Every day, as Kirk Cameron walks his son to school, he says hello to the motley crew outside the Salvation Army shelter.
Then, the man vying for Todd Hardy’s former downtown riding, continues on with his day, hobnobbing with members from one of the Yukon’s billion-dollar corporations.
“It’s a complex world,” said Cameron, who wants to be the Yukon Liberal Party’s candidate in Whitehorse Centre.
There are two, billion-dollar, corporations in downtown Whitehorse, he said.
“And, at the same time you are dealing with individuals who are homeless on the street.”
One of these billion-dollar businesses is the Yukon government.
And that’s where Cameron wants to sit.
“Government has the policy, the legislation, the people and the money,” he said.

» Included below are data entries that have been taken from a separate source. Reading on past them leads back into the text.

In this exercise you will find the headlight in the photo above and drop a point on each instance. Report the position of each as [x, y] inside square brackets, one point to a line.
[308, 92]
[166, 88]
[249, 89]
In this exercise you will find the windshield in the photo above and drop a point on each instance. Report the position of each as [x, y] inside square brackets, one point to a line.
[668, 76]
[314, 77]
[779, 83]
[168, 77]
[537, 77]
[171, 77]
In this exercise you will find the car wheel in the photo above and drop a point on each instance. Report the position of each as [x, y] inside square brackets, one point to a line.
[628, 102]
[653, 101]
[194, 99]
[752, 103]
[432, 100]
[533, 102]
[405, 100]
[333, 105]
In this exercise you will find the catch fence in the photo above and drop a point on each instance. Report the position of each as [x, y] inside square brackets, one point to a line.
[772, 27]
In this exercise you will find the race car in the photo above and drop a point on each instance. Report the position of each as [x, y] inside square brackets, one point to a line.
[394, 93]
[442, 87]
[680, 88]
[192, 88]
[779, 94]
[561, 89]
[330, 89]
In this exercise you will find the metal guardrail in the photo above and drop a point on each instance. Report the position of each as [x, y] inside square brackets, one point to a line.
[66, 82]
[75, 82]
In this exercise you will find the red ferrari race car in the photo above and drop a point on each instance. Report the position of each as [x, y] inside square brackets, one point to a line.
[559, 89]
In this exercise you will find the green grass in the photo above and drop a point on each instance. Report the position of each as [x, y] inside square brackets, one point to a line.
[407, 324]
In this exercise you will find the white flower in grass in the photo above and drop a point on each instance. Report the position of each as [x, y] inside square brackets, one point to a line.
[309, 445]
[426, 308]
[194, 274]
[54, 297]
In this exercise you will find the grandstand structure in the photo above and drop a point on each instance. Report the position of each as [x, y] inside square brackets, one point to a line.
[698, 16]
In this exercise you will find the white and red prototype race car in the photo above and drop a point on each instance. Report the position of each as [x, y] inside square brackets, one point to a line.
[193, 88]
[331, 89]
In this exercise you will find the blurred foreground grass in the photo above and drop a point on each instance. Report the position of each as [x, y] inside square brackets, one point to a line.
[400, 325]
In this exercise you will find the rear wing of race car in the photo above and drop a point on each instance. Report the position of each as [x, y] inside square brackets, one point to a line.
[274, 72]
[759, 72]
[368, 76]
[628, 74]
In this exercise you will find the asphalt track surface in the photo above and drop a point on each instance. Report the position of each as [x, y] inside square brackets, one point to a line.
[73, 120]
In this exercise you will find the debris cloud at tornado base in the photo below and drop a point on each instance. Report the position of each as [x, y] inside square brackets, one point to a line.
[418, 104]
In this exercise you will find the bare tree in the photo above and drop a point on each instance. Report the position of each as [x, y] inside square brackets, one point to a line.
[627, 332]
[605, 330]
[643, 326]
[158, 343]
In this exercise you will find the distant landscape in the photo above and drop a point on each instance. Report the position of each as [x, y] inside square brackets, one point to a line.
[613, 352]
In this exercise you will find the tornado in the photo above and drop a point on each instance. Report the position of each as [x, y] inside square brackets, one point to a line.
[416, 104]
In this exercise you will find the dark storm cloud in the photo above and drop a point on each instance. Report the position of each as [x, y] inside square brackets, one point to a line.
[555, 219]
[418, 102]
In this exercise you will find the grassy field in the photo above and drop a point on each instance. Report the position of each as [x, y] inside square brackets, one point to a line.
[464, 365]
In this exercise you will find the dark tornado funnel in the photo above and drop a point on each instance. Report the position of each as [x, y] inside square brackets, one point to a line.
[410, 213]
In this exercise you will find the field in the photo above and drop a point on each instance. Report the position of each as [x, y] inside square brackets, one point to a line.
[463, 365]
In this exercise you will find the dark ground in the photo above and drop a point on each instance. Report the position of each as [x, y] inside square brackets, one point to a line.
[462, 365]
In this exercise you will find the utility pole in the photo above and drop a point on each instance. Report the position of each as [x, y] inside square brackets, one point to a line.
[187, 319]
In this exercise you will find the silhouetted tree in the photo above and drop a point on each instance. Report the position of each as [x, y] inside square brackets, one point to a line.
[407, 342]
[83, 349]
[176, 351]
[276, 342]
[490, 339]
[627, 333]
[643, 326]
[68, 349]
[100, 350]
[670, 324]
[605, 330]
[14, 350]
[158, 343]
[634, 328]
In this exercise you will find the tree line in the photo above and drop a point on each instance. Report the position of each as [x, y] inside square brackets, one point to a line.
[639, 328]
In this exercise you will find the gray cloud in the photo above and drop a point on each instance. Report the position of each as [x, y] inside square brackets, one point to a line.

And with that, it could change the face of poverty in the territory.
But instead, “The territory is spending millions of dollars in this area in little silos,” said Cameron.
His solution: “Let’s get all of those folks in the same room and say, ‘What can we do?’
“We need to form government and bring together bureaucrats, specialists and individuals who’ve worked on the ground and say, ‘What are the best practices we can implement here to make this really work?’”
Cameron’s vision includes First Nation governments, frontline organizations, like Blood Ties Four Directions, government departments and the private sector all working together to battle poverty.
“I want people in the housing business to sit down at that table too, even people in real estate,” he said.
This kind of co-operation is realistic, especially if you can pull strings, said Cameron.
“I know all the big players, if there is such a thing,” he said. “I’m personal friends with a whole bunch of them, and I’d just have to twist their arm.
“There are 20 people I could call today to get a meeting going and get discussion started with the private sector.”
On Thursday, beside the White Pass building at the end of Main Street, a crowd of supporters had gathered, including Liberal MPs Darius Elias and Don Inverarity, Cameron’s campaign manager Mike Travill and former Yukon commissioner Jack Cable.
“I’m emotional,” said Cameron.
“There are good friends here from all over the map.
“And I’m stepping out into new political land.”
Cameron is also stepping into a race that will likely pit him against new NDP Leader Elizabeth Hanson.
“I’ve known Liz a long time,” he said. “And, to be blunt, I think residents of downtown Whitehorse now have two good candidates to choose from.”
Cameron is also running against Hardy’s ghost.
“Todd Hardy was a friend, and he did so much for the downtown,” he said.
“If there’s one word that describes Todd Hardy, it’s ‘passion.’
“I may not have agreed with him on everything that he believed in and said, but the guy believed in this town and this territory.”
Hardy set the bar high, said Cameron.
“And I hope I can bring a set of skills and character and ethics in government, and a belief in the Yukon that may not mirror his, but at least will follow in his footsteps and provide good government for the downtown residents.”
The downtown core is a “really complex weave,” he said.
Not only are billion-dollar corporations juxtaposed with the disadvantaged, there’s an international airport, four levels of government represented, including one First Nation headquarters, as well as other First Nation offices and nongovernment organizations.
“This is the core, not only to Whitehorse, it’s the core to the whole territory,” said Cameron. “It’s the core to transportation and the economic hub of territory, all here in one riding.”
Cameron grew up in Whitehorse when dust from the dirt streets clouded the boardwalks downtown. Thanks to bursaries from the Yukon government, he was able to attend the University of Victoria, as well as Queens.
Fresh out of school, he came back and worked for the government that funded him through most of the 1980s. Then, after a few years working for the province of BC, he ended up in Ottawa with Indian and Northern Affairs.
By the time he was back in Whitehorse, in 1999, working as a negotiator for the Yukon Socio-economic Assessment Act, he couldn’t resist rejoining government, this time as a deputy minister under Pat Duncan’s Liberals.
But it was short-lived, and in 2003, he entered the private sector with a posting at Gartner Lee.
“I reached a point where I had to try something different,” said Cameron, who’d been involved in devolution and settled some land claims, opening the dialogue for more settlements across the territory.
Cameron also worked with Ottawa on a substantial rewrite of the Yukon Act. “We have one of the most up-to-date constitutions of territories in Canada, and it’s a pretty good one,” he said.
Cameron’s background with the federal and territorial government, the province of BC, and the private sector is a political asset, he said. He’s also president of the Yukon’s federal and territorial Liberals.
“It takes people with a breadth of knowledge and experience, in the private and public sector, to be able to represent people of the downtown sector well in the legislature, because it’s not just about one economic group in our society, it’s about the whole picture.”